Obłożenie na oddziale jest ponad 90-procentowe, ale jest płynne. Pacjenci nie czekają na przyjęcie, a, jak zapewnia prezes PCZ, jeśliby wynikła potrzeba dostawienia 11. łóżka to tak też się stanie. We względnie sprawnym funkcjonowaniu placówki pomaga fakt, iż kartuski szpital przygotował się na taką ewentualność już na przełomie marca i kwietnia. Wtedy to, m. in. dzięki pomocy zewnętrznej, udało się zakupić dodatkowych 5 respiratorów, a po wsparciu ze strony gmin i powiatu kartuskiego przebudowano stację tlenową.

Niemniej nawet to nie pomaga tak, jak by można chcieć. Z wyliczeń prezesa PCZ w Kartuzach śmiertelność wśród pacjentów pod respiratorem wynosi ok. 90 proc.

- Na 10 pacjentów, u których zdecydowaliśmy się na respirator, tylko jeden, maksymalnie dwóch to przeżywa – mówi.

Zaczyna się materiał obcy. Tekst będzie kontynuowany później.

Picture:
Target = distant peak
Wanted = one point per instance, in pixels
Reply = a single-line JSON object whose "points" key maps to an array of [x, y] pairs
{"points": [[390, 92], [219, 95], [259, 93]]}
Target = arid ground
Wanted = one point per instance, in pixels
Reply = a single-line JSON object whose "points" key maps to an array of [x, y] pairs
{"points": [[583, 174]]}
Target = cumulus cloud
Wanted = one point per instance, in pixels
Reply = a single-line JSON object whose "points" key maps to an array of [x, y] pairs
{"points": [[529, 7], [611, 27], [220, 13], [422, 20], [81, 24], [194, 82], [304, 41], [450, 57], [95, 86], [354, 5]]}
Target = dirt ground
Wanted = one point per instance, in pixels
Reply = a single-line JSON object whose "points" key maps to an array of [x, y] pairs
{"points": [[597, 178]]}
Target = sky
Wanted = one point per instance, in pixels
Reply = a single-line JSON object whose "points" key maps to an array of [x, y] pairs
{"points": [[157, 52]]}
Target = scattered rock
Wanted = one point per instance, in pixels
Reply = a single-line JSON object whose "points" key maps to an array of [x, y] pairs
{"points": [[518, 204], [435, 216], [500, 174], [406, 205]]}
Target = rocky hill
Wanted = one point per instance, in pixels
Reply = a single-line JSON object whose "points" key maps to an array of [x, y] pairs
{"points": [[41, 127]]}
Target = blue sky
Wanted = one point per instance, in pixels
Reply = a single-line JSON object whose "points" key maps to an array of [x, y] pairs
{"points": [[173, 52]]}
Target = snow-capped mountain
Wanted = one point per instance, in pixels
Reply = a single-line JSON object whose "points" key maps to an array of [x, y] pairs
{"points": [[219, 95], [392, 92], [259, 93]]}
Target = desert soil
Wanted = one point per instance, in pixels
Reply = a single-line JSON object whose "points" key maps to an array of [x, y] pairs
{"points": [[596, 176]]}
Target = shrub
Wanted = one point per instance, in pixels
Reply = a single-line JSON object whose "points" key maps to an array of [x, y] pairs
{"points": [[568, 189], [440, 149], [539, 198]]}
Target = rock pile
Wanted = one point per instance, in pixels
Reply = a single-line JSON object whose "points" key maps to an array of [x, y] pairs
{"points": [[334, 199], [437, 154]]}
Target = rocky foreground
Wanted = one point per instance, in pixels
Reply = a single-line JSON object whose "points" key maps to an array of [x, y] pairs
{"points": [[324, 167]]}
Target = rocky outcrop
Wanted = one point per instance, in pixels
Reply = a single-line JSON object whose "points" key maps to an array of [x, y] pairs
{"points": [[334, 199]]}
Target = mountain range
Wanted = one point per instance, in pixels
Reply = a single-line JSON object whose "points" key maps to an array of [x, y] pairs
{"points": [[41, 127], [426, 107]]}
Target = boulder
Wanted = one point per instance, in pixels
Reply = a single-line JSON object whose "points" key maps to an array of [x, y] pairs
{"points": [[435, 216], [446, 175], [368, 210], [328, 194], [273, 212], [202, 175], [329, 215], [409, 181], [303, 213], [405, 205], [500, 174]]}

Paweł Witkowski nie pomija też kwestii chorób współistniejących, tak często zaznaczanych nawet w naszych codziennych raportach na stronie internetowej.

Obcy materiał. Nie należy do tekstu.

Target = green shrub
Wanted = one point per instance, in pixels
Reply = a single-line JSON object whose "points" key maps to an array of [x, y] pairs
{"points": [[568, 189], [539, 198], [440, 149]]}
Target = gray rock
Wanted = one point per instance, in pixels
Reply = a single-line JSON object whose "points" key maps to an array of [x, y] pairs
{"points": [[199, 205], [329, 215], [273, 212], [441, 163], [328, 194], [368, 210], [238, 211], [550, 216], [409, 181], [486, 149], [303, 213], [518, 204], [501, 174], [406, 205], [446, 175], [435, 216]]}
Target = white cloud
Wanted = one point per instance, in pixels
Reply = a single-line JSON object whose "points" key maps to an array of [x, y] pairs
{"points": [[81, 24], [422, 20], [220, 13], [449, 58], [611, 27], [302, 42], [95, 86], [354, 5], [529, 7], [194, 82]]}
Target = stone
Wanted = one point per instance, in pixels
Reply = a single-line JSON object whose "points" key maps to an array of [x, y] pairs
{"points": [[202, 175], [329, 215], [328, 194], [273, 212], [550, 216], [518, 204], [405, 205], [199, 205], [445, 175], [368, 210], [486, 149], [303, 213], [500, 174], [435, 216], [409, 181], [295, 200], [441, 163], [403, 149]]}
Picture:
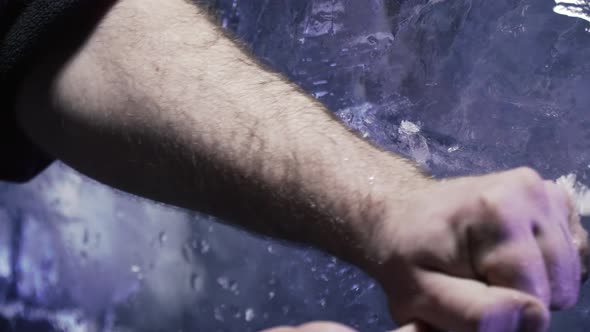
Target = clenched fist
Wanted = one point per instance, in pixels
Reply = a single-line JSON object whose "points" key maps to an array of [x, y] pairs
{"points": [[490, 254]]}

- W XXI w. na nadciśnienie się nie umiera. Na cukrzycę też nie. Umiera się na chorobę, która „dołącza się” do tych schorzeń „podstawowych” - zauważa prezes PCZ w Kartuzach. - Na COVID-19 zmarła nam ostatnio 36-letnia kobieta. Posiadała chorobę współistniejącą – była nią otyłość. Czy otyłość to jest przyczyna zgonu? (…). To jest coś, co statystycznie skraca życie, ale my nie mówimy o statystyce, a o medycynie - kontynuuje. - My obserwujemy naprawdę bardzo ciężkie przebiegi tej choroby. Przez 30 lat pracy nigdy nie spotkałem człowieka (…), który z powodu grypowego zapalenia płuc umarł w ciągu dwóch dób. A takich pacjentów widziałem już tutaj kilkunastu.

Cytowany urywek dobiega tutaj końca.